Median sales price to valuation ratio falls during April

Looking at the ratio of median sales price to valuation for New Zealand, the data showed us that it was at its lowest point for 12 months at the end of April with a ratio of 1.07, down from a high in the middle of March of 1.14. This meant that sales prices were higher than their CVs at the beginning of the month but moved closer to their CV by the end of April.

The sales price to valuation ratio can be a ‘polarising’ metric to look at, as it depends whether you are buying or selling. Naturally, if you are buying you want the ratio to be lower and if you are selling you want the ratio to be higher. It is also heavily influenced by how long ago a region updated its valuation figures.

“The slow decline in the price to valuation ratio has meant that over the last few weeks properties have been slightly more affordable for buyers during lockdown. It will be interesting to see how this ratio changes over the coming weeks, as anecdotal feedback from around the country suggests that demand for good properties remains high,” says Norwell.

However, if nothing on the supply side changes, we could see this figure start to increase. Though, it is important to note we are coming into the cooler months of the year and that real estate activity naturally tends to slow down as the weather cools down so it is important not to look at this measure in isolation,” points out Norwell.

April represented lowest percentage of auctions for a non-January month on record

As the country went into lockdown the percentage of auctions held immediately halved from 20.6% at the end of March to 10.1% at the beginning of April. Then in the second week of lockdown the number lifted slightly to 12.0%, likely the result of those properties that had been seen by potential buyers before we went into lockdown. Moving through April, the percentage of auctions held each week declined, finishing at just 1.9% in the last week of the month.

The last week that the percentage of auctions across New Zealand was this low, was week commencing 15 January 2018 - typically the quietest time of the year with a significant portion of the country still on holiday.

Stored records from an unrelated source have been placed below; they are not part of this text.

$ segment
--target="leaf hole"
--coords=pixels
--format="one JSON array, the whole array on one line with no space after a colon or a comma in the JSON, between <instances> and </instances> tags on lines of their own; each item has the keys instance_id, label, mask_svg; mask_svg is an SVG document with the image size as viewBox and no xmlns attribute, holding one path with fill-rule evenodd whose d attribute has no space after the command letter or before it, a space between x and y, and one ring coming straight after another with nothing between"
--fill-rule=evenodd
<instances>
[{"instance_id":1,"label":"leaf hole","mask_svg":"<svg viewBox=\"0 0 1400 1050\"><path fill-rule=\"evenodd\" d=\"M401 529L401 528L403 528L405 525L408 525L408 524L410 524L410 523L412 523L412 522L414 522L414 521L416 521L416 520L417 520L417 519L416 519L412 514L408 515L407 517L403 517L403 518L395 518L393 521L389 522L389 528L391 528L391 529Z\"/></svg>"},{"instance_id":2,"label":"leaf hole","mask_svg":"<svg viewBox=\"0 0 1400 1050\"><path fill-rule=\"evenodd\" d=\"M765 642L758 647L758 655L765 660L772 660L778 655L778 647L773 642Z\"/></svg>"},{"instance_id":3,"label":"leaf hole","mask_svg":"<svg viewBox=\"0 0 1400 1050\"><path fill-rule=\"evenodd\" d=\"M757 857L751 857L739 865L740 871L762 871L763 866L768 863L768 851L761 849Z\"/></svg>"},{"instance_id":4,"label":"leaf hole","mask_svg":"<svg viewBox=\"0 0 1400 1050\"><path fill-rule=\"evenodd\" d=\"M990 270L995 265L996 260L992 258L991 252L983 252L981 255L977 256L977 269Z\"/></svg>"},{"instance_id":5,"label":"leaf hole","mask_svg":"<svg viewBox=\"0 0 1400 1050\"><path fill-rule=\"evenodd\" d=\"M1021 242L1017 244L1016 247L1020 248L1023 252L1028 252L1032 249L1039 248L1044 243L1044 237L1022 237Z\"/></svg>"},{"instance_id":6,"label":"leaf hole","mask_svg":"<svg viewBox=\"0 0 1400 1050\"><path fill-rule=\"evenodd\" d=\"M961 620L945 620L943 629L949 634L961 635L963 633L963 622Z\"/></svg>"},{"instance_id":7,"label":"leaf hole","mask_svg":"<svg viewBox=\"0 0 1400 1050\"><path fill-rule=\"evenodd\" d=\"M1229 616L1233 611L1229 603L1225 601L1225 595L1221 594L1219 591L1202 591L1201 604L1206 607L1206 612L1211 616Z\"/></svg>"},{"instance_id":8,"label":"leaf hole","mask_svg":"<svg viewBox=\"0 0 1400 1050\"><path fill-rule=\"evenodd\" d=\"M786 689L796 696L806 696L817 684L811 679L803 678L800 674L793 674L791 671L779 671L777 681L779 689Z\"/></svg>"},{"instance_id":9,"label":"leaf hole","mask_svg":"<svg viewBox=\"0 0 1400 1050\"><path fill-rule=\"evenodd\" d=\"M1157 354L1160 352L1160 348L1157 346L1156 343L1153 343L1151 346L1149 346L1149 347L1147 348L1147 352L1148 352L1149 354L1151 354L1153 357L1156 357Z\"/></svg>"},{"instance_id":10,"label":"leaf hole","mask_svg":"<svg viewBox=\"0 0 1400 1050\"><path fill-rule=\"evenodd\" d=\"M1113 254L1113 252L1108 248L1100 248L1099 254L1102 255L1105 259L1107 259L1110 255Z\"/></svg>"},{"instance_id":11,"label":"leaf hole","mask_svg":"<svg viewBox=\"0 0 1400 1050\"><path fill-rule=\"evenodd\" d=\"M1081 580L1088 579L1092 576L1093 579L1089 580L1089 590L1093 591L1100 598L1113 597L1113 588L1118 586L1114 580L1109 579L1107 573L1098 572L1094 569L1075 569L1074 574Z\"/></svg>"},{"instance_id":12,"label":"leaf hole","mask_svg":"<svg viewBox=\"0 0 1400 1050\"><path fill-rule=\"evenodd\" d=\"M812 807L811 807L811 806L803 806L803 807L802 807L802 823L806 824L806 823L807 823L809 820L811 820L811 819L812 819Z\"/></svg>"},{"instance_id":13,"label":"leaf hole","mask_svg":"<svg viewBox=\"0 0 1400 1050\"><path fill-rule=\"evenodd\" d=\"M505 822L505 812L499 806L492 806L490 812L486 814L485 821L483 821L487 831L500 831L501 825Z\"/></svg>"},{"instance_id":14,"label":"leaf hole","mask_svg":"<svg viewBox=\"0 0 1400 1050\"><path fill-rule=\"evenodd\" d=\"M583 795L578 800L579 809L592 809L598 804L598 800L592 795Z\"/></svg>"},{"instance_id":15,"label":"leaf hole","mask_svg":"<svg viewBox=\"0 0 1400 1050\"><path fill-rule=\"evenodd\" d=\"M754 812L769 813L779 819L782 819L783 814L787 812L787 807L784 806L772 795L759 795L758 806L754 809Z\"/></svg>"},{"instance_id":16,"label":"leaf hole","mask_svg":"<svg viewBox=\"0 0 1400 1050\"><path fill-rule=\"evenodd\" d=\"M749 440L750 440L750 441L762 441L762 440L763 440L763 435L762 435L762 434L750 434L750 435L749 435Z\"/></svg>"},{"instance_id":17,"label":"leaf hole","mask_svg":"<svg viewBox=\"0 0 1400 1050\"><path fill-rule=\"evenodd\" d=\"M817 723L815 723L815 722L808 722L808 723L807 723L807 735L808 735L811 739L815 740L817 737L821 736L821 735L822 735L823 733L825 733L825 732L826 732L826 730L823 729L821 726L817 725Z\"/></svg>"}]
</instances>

“As some of our other indicators start to pick up and consumers start to feel that things are returning to ‘normal’, we would expect the number of auctions to pick up over the coming weeks. Already, anecdotal reports suggest that auction room activity is starting to pick up and that properties are selling under the hammer,” says Norwell.

“Part of the recovery of the housing market will come down to how people feel about buying and selling real estate, particularly by auction, how employment levels track over the coming months and whether people can get finance approval in order to bid at auction,” she continues.

New listings showing early signs of growth

April saw just over 1,500 new properties listed for sale across New Zealand which is less than the number of listings we would normally expect to come to market in a week. Looking at the data shows us that in the last week of March, Kiwis were becoming increasingly concerned about COVID-19 with listings from the previous week more than halved (from 3,030 to 1,346 for the last week of March).

New listings for the first week of April were around one-third lower than the last week of March (from 1,346 to 482), steadily falling to a low of just 242 new listings in the third week of April.

“With access to some early May data, we can see that the number of new listings coming to the market has shown some early signs of recovery. Whether this is just an initial surge with people wanting a new house after being in lockdown for four weeks or signs of a recovery, this is a metric that will be watched very closely in the coming weeks,” concludes Norwell.